Essay Rechtsparteien in Europa: Die Profiteure des „Dritten Wegs“

Rechtspopulisten haben von der Linken die Vertretung der ökonomisch Benachteiligten übernommen. So haben sie das bipolare Parteiensystem erweitert.

Von rechts nach rechts: Matteo Salvini (Lega Nord), Harald Vilimsky (FPÖ), Marine Le Pen (FN), Geert Wilders (PVV) und Gerolf Annemans (Vlaams Belang).

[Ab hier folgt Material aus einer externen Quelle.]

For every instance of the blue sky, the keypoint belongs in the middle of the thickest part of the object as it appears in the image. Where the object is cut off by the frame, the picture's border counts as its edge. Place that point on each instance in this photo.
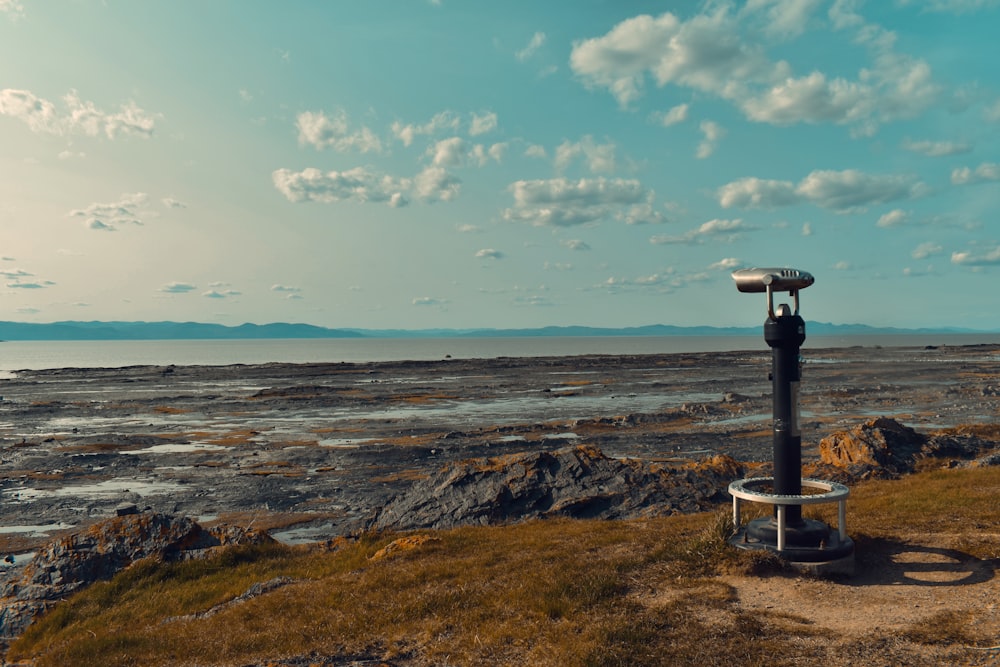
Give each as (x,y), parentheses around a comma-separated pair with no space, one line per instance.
(463,163)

Foto: reuters

Nichts scheint nach dem Triumph des Front National am letzten Sonntag mehr ausgeschlossen: Nicht dass Frankreich bei den Präsidentschaftswahlen 2017 an Marine Le Pen und ihren Front National fällt, ja nicht einmal mehr, dass die EU unter dem Druck ihrer Widersprüche, unter dem politischen Feuer der auf dem ganzen Kontinent vormarschierenden Populisten auseinanderbricht.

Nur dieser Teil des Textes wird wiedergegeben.